Fewer hedgehogs are getting hurt, flora and fauna are thriving, and key pollinators like bees and butterflies are on the rise thanks to new branchage guidelines, a nature campaign group has said.
Last year, the Jersey Hedgehog Group reported a large number of injured animals being brought in for care, prompting calls to review Jersey’s 1914 Branchage Law.
A working group was subsequently formed and, earlier this year, published a fresh set of guidelines to try to minimise damage to wildlife and to the island's environment resulting from indiscriminate strimming of roadside banques and hedgerows.
And this year’s figures from the Jersey Hedgehog Group suggest that the new guidance is already having a positive effect.
Pictured: Flora and fauna is thriving following the introduction of new branchage guidelines, Action for Wildlife say. (AfW/Branchage and Beyond/Facebook)
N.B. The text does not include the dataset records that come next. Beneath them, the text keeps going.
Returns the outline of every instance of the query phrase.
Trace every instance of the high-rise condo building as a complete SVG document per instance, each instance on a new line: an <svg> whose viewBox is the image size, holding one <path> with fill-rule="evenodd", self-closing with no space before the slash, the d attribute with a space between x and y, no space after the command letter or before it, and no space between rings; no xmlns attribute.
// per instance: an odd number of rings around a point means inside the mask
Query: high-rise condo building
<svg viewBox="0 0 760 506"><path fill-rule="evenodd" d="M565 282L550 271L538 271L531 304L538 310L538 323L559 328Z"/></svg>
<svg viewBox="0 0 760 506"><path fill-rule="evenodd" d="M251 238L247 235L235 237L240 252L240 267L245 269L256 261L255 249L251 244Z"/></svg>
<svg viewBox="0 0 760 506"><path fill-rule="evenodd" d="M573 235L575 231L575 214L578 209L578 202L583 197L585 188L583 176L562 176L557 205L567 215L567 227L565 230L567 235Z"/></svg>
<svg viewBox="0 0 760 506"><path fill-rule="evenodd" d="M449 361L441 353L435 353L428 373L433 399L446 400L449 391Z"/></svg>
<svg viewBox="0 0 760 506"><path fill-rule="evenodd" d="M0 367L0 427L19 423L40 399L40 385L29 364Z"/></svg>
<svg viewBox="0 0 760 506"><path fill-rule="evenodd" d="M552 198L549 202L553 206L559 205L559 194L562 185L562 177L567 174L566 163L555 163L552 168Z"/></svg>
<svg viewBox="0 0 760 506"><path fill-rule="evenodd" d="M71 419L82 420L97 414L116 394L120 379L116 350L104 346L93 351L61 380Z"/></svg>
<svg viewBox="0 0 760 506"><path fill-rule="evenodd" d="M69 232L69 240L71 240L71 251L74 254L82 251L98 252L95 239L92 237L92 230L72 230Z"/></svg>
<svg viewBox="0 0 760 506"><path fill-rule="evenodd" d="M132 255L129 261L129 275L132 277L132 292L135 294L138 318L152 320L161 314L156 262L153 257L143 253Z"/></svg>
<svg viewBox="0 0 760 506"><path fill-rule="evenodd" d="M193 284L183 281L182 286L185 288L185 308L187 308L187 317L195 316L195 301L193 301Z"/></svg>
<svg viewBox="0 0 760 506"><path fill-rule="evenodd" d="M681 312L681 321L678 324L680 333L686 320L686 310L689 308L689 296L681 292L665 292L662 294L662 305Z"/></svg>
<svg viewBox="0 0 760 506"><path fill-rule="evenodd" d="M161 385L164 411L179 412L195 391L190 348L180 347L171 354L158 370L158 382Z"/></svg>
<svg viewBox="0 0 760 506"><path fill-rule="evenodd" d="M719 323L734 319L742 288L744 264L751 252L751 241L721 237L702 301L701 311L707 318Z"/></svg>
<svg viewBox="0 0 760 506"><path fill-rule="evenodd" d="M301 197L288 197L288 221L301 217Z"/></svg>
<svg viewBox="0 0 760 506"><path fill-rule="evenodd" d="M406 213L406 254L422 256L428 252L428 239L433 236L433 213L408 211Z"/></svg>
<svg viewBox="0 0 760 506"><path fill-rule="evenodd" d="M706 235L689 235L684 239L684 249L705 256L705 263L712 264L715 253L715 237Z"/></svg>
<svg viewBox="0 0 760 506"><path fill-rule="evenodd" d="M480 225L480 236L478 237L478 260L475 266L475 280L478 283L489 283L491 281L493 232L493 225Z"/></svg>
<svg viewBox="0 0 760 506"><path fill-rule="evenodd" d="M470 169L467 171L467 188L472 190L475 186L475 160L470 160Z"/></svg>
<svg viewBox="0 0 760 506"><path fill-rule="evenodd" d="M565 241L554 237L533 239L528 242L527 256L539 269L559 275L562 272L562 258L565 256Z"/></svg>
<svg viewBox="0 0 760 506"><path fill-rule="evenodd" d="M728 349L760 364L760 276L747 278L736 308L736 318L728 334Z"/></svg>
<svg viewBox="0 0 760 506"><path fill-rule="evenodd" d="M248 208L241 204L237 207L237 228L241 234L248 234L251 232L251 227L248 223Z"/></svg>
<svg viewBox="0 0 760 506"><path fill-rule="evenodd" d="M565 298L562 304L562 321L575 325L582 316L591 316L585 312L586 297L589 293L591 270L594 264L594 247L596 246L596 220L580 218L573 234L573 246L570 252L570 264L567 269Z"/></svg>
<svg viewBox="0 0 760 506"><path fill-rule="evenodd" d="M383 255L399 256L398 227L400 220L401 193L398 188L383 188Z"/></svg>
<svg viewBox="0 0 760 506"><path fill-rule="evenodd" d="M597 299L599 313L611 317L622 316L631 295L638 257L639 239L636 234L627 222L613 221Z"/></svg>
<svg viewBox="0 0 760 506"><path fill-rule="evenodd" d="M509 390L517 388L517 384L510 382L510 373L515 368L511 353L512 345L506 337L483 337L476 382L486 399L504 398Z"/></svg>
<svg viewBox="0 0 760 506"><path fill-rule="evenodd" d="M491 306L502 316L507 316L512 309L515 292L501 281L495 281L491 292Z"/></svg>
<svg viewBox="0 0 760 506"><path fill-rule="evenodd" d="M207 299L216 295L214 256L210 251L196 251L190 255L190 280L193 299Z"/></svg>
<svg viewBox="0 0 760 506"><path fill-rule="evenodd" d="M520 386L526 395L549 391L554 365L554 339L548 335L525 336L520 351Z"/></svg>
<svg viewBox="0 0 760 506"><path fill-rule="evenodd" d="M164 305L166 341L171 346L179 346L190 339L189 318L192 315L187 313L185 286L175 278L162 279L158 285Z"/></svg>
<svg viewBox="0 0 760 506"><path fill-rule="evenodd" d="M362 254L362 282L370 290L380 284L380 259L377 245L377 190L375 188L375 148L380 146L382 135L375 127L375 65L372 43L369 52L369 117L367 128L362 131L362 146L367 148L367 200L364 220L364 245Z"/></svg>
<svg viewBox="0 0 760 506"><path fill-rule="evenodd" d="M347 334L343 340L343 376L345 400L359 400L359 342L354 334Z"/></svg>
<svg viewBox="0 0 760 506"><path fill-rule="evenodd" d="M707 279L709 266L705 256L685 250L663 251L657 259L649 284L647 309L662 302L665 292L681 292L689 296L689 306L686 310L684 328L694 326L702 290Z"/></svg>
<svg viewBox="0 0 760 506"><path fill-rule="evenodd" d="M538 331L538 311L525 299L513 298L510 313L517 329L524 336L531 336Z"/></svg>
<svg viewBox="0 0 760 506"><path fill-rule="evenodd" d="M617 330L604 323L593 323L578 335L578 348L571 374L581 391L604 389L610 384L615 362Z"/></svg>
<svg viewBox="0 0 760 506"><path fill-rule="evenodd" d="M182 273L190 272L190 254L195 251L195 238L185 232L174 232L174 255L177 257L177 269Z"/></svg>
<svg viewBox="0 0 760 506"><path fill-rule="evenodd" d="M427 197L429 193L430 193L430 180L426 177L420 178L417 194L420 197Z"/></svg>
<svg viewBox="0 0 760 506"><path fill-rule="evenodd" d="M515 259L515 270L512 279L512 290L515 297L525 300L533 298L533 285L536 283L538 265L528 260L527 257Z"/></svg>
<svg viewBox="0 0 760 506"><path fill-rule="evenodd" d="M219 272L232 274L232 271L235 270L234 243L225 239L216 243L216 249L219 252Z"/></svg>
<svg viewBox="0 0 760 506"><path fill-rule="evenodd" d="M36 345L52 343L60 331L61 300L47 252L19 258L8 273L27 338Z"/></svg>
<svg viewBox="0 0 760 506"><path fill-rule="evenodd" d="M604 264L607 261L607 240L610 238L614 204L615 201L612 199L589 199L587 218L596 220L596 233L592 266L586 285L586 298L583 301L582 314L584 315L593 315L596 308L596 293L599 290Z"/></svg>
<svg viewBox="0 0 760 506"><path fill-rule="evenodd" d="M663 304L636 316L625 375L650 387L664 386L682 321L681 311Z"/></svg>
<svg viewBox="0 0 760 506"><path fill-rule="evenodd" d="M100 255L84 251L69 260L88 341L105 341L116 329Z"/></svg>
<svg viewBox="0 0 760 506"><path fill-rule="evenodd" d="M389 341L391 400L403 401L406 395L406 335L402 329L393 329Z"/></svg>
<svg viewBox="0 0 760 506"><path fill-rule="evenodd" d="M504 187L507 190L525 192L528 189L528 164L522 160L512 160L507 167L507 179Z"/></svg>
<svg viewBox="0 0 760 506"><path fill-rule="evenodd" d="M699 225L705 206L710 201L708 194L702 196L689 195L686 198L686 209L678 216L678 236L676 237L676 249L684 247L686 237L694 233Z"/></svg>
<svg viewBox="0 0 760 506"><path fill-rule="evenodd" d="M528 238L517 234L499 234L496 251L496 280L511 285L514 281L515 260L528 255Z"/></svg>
One of the working group's members, Action for Wildlife Jersey, has welcomed progress made in the run up to the Spring Visites du Branchage – parish inspections which take place throughout the island in June to ensure that foliage is cut back to avoid obstructing highways.
They say that the guidance published ahead of the inspections has contributed to an improved roadside environment recorded in photographs and postings by many members of the Facebook Group 'Branchage and Beyond – Nurturing Nature's Highways'.
Now the group is asking landowners to continue to apply the guidance to roadside maintenance ahead of the late summer inspections which take place in the first three weeks of September.
They are particularly keen to reinforce some key messages as those with property adjoining roads take action to ensure that they comply with the law which requires clearance of at least 12 feet (3.7 metres) above all public roads and 8 feet (2.4 metres) above footpaths.
Pictured: An example of branchage done well, according to Action for Wildlife. (AfW/Branchage and Beyond/Facebook)
"We urge landowners and contractors to continue to follow the new Branchage Guidelines. In particular, not to trim banques severely - leaving a minimum of 10cm of vegetation height - to check for the presence of wildlife before beginning work and to clear away all cuttings," the group says.
Action for Wildlife Jersey attribute the swift progress made this year to the support of key bodies – the Comité des Connétables, the Jersey Farmers' Union and the Jersey Royal Potato Company.